Hello,
Trying to identify the way to split columns to identify the municipality:
Example:
Sint-Willibrordusplein 4 3550 Heusden-Zolder
Henri Horriestraat 31 8800 Roeselare
Dreef 1 3220 De Holsbeek
Arthur Dezangrélaan 17 1950 Kraainem
In the example above I put the municipality in bold. It is always after the 4 digit Belgium postal code.
Do you know how this can be solved? Using Regex?
Thank you!
By the way, Knime is fantastic. Keep the fantastic work!
I recommend to have a look at the Palladian toolkit plugin. It offers a user-friendly Regex Extractor node with instantaneous preview which allows you to build regular expressions for such cases very easily (see here for more details about the recent release).

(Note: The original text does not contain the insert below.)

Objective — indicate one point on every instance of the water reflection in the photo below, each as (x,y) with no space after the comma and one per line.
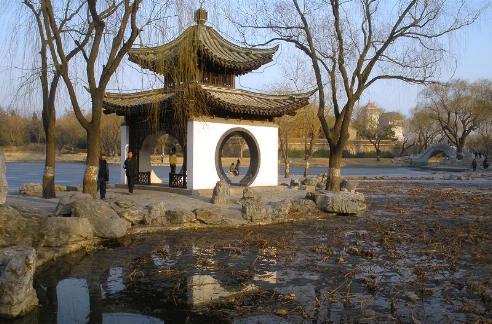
(73,301)
(127,318)
(280,276)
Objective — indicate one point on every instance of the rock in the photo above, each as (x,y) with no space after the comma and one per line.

Thank you for the clear and useful answer! This Regex Extractor node will for sure be useful in the future. Out of curiosity, once the regex is identified (in our case " .\d{4}\s(?.) ", how can we use it in the “Regex Split” node? I tried with no luck. Thanks again Philipp!
Indeed, with good quotes the RegEx runs smoothly Thank you!
However the result is not as intended. I’m only interested in the Municipality that is what’s after the 4 digit postal code. For line 1, that would be only “Brugge”. Feels we’re almost there!